Le premier mouvement qui m'a aidée, c'est la posture du chat-vache. C'est tout bête : à quatre pattes, on arrondit le dos en expirant, puis on revient en position neutre. Les kinésithérapeutes recommandent souvent ce dos de chat pour décompresser les vertèbres sans aucun risque pour le fœtus. La première fois que je l'ai fait, j'ai senti une résistance immense, comme si mon dos était une planche de bois sec. Mais après trois ou quatre répétitions, j'ai ressenti ce petit craquement libérateur dans le bas de ma colonne, suivi d'une chaleur diffuse qui remplace enfin l'élancement habituel. C'était comme si on venait de mettre de l'huile dans un engrenage rouillé.
J'ai réalisé que ces maux de dos touchent entre 50% et 70% des femmes enceintes. On est une sacrée majorité à souffrir en silence ou à chercher des solutions miracles. Pendant que j'explorais ces mouvements, je repensais à mes conseils pour une grossesse en bonne santé pendant le premier trimestre, où je parlais de l'importance de s'écouter. Là, mon corps ne se contentait plus de murmurer, il criait.
Le moment de grâce : la posture de l'enfant adaptée
Il y a quelques semaines avant le terme, un soir où la fatigue était telle que j'avais envie de pleurer devant mon assiette de pâtes, j'ai tenté la posture de l'enfant. Mais attention, avec le ventre, impossible de se mettre en boule comme avant. Il faut écarter les genoux très largement pour laisser la place au bébé, et s'étirer vers l'avant.
Je me souviens de la sensation de fraîcheur du sol en parquet sous mes paumes alors que j'essayais de stabiliser mon souffle en posture de l'enfant. Mes mains étaient à plat, le front posé sur un coussin, et pour la première fois de la journée, j'ai senti que la gravité n'était plus mon ennemie. Le poids du ventre semblait s'annuler, suspendu au-dessus du tapis. C'est dans ce genre de moments, seule dans le silence de l'appartement, que je réalise à quel point cette aventure est physique. On oublie souvent que fabriquer un humain demande une endurance de marathonienne.
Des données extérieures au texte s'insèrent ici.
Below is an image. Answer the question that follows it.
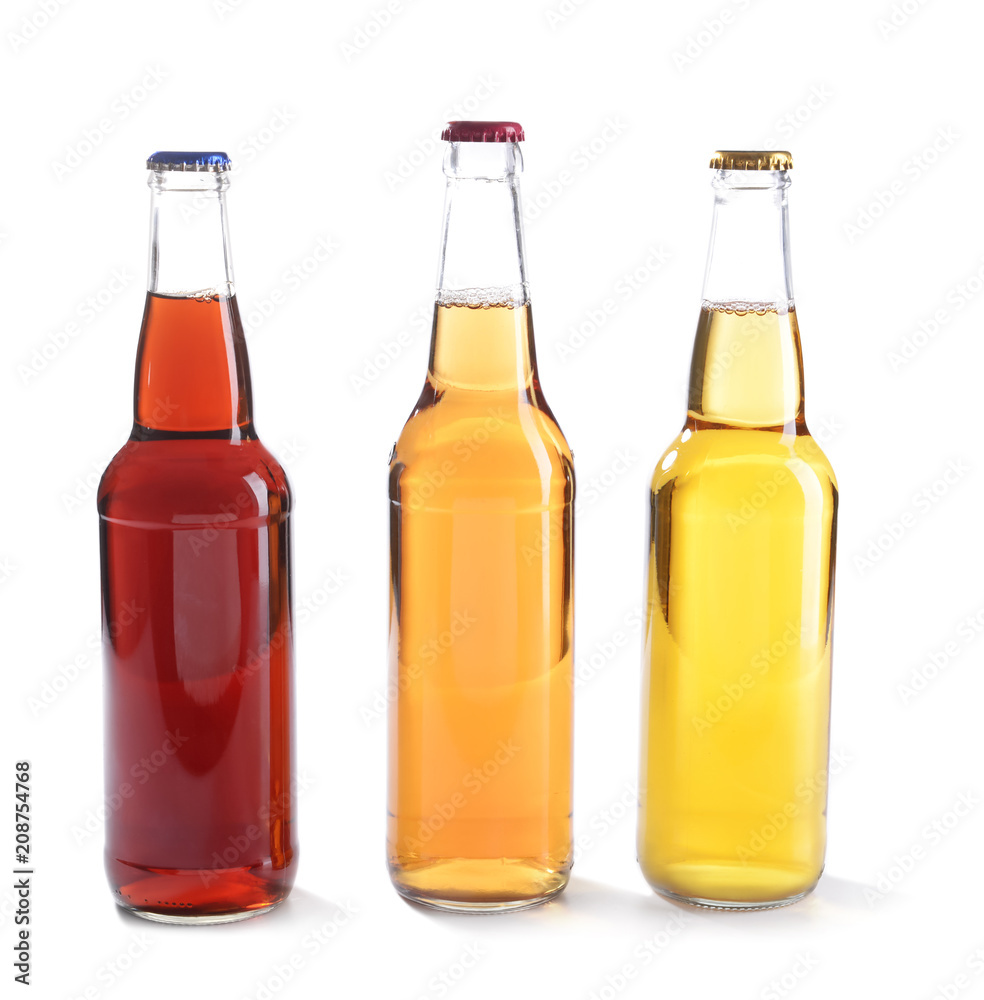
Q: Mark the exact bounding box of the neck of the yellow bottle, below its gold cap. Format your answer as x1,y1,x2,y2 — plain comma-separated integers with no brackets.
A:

Trouver un rythme dans l'incertitude
Ce qui m'a sauvée, ce n'est pas une séance de yoga d'une heure une fois par semaine. C'est la régularité des dix minutes de douceur quotidienne. Parfois, c'est juste s'asseoir sur un ballon de gym et faire des cercles avec le bassin pendant que je regarde une série. D'autres fois, c'est s'allonger sur le dos, les jambes surélevées contre le mur (pas trop longtemps, car cela peut couper le souffle).
Il faut accepter que certains jours, rien ne fonctionne. Il y a des matins où le dos est bloqué quoi qu'on fasse, et c'est là qu'il faut savoir lâcher prise. J'ai dû apprendre à déléguer : laisser mon compagnon porter les courses, ne plus essayer d'attraper ce qui est tombé sous le canapé. C'est une leçon d'humilité. On se croit invincible, et puis un petit être de quelques centimètres vient nous rappeler que c'est lui qui commande désormais la structure de notre squelette.
En attendant le grand jour, ces étirements sont devenus ma bouée de sauvetage. Ils calment mon corps, mais aussi mon esprit. J'ai remarqué que quand mon dos va mieux, mon moral suit. C'est drôle comme la douleur physique peut nourrir l'inquiétude. Parfois, je me surprends à relire mes notes sur comment gérer l'anxiété de la première grossesse au fil des mois, car tout est lié. Un corps qui souffre est un esprit qui s'agite.
Si vous lisez ceci et que vous avez l'impression que votre dos va se briser en deux, sachez que vous n'êtes pas seule. Essayez la douceur, ne forcez jamais sur vos ligaments déjà très sollicités par la relaxine, et surtout, soyez indulgente avec vous-même. On ne prépare pas seulement une chambre de bébé, on prépare aussi le temple qui le porte. Et parfois, ce temple a juste besoin qu'on lui fiche la paix avec un bon coussin d'allaitement et quelques mouvements de chat-vache sur le parquet frais.